The Godfather of Gore

In the vast history of that magical art we call movies (is that what you call it, too?), few can be credited with actually creating a whole new genre of film. One of these pioneers is the Godfather of Gore, Herschell Gordon Lewis. A onetime English professor, Lewis started making exploitation films in the early 1960s, mostly softcore nudie flicks. With 1963's Blood Feast, though, he created the splatter flick. Blood Feast and its two companion films, (which together comprise the aptly-named "Blood Trilogy,") are available on DVDs, which provide a gratifying glimpse into the mind of this obscure cinematic icon.

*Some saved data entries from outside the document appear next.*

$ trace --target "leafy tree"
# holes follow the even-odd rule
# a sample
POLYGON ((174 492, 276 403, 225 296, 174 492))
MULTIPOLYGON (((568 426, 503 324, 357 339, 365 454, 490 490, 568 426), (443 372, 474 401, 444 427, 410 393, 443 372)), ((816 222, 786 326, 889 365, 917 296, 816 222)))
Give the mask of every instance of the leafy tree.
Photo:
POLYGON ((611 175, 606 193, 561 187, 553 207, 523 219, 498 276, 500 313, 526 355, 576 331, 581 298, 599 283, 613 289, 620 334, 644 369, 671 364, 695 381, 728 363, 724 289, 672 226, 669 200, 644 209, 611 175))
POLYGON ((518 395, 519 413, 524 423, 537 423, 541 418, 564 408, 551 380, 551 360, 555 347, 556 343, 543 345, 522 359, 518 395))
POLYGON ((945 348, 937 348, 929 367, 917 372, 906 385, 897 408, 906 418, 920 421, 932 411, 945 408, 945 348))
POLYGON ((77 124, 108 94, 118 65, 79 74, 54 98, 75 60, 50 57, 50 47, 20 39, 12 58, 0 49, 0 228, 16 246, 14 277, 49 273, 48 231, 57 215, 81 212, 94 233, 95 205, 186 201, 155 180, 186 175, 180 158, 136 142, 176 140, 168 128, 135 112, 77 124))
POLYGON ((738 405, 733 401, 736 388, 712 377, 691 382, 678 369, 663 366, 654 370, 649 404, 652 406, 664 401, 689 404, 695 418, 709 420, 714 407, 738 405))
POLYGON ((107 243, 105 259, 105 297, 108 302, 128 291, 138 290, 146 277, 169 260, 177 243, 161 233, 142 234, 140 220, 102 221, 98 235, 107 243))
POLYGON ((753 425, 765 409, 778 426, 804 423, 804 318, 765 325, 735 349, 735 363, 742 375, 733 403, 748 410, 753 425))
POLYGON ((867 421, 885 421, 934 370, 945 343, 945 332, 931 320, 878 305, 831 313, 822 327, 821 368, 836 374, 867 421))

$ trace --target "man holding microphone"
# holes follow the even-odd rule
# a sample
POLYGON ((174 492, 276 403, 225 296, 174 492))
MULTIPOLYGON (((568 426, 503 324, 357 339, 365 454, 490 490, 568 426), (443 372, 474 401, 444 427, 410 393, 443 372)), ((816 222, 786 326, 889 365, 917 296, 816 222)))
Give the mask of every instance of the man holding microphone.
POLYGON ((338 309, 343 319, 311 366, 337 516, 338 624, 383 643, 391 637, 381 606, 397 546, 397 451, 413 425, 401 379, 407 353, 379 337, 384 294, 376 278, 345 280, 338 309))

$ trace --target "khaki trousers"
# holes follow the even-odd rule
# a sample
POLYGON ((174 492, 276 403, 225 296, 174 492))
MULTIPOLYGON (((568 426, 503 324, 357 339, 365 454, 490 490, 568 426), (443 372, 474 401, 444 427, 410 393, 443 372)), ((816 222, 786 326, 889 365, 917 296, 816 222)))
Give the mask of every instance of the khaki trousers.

Blood Feast (1963)--"Have you ever had an Egyptian feast?" asks the creepy cannibalistic caterer Fuad Ramses. Fuad, you see, is intent on killing enough women to raise an Egyptian goddess from the dead. Or something. Best known for its still-stomach-curdling tongue-extraction scene (using an actual sheep's tongue), Blood Feast is a true camp classic. The real bonus on this DVD though, is a staggeringly bizarre short titled Carving Magic, in which a pre-everything Harvey Korman learns the intricacies of butchering meat from a very enthusiastic pal. A vegetarian's nightmare that must be seen to be believed.

2000 Maniacs (1964)--A couple of happy-go-lucky Yankees from Illinois stumble into a depraved Southern town celebrating its centenary. These Confederate flag-waving yahoos proceed to torture and dismember the hapless Northerners, culminating in the famous finale, in which the unfortunate fellow is placed in a barrel, which is then pierced with many nails and rolled down a hill. The DVD commentary with Lewis and producer David Friedman (recently profiled in the documentary Mau Mau Sex Sex) amusingly relates how this depraved nonsense was filmed in the Orlando suburb of St. Cloud, Florida.

Color Me Blood Red (1965)--The last and weakest entry in the Blood Trilogy skimps on the gore a bit, and mixes its story of a painter who uses human blood for pigment with an incongruous Beach Party-style romance subplot. Still, for completists it's a must-see, with another over-the-top villain in the form of the egocentric Adam Sorg.

Lewis hasn't directed a film since 1972, having moved on to make his mark as a prolific author of direct-sales manuals (whoda thunk?). His place in film history is assured, and gorehounds can take some solace in the fact that the long-awaited sequel Blood Feast 2 just might be coming soon.